Horror movies typically follow the same stereotypical trend: throw in plenty of jump scares and bloodcurdling screams and have an eerie soundtrack going constantly to leave moviegoers on the edge of their seats throughout the film.
It — a remake of Stephen King’s 1986 novel and 1990 mini-series — deviates from this trend, instead seeking to provide a nuanced, plot-heavy experience, showcasing the disturbingly artistic mind of King. Although the 2017 adaptation lacks some of the more aspects of King’s original work, it still provides an experience where viewers will be met with screams, tears and even laughter.
Personally, It was the most entertaining horror film that I’ve ever seen, and it left me with plenty of thoughts about its many memorable moments, beginning with the very first scene.
(Warning: spoilers ahead.)
1. I don’t think anyone truly understands how quickly things went to shit in this movie. One second, Georgie is merrily following his beloved paper boat as it flows down a stream in the rain; the next thing you see is little Georgie with a bloody nub where his hand should be. I expected gore and utterly f----d up imagery from King, but damn, did things escalate quickly.
2. Getting your hand bitten off doesn’t sound very fun. It’s probably the definition of “not fun,” “anti-fun,” and also “f---ing terrible.”
3. Getting your hand bitten off is bad, but getting it bitten off by a demonic clown named Pennywise makes it even worse.
4. Ouch. That probably hurt a lot. Like, a whole lot.
5. By the sounds of Georgie’s screams and pitiful cries for help, I think it definitely hurt.
6. Speaking of his screams, we all know that the woman in the nearby house heard that shit go down. She’s not innocent in this, but hell, who can blame her? I’d do the exact same thing — remember, everybody floats down there, so f--- being a hero. Save a sewer fight with a murderous demon-clown for someone else.
7. Back to Georgie screaming in pain — are we actually sure that the pain he felt was physical? Maybe it was emotional or psychological. Maybe he was right-handed, and had dreams of being a basketball player or pitcher. Do you know how hard it is to train yourself to use your off-hand?
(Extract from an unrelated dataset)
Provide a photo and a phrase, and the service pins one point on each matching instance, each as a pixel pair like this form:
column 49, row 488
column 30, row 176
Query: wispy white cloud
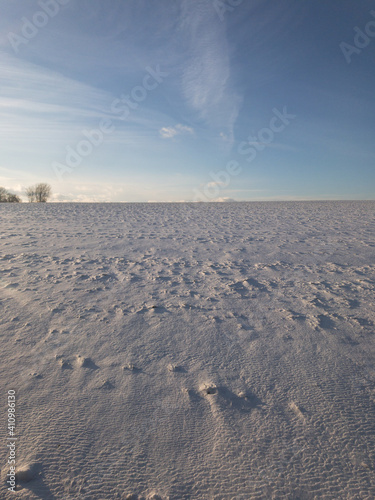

I can’t even write my name with my left hand without looking like some illiterate beast, so I definitely empathize with him coming to this realization.
8. And even if it was physical, did he actually feel it? Maybe he was in shock, didn’t truly feel the pain of getting his hand bitten off, and instead was screaming at the sight of a red-nosed motherf----- biting his hand off.
9. OK, he probably felt it.
10. But was it really that painful? I don’t have experience with getting my hand viciously ripped off (nor cut off, chopped off, burned off or any other methods of dismemberment for that matter), so I’m no expert here. Maybe it felt like getting a really bad hangnail? Those are pretty bad too. Yeah, that’s probably it.
11. OK, on second thought, that’s probably not it.
12. On third thought, yeah, I’d say it’s universally accepted that a hangnail pales in comparison with getting a hand torn from your body. Silly me.
13. Finally, let’s address the elephant in the
theater room. This was all Georgie’s fault. Hear me out, hear me out. Parents tell all young children a golden rule: do not, under any circumstances, talk to strangers. Georgie didn’t give a damn. Even when Pennywise offered him a balloon, he declined the gesture, stating that he shouldn’t take things from strangers — it’d probably come in handy if he remembered the actual golden rule, and chose not to speak to a sewer-dwelling clown in the first place. And what happened to him after breaking this rule? A stranger took something, all right — Georgie’s mangled hand (and corpse, for that matter). Kids these days.They never learn.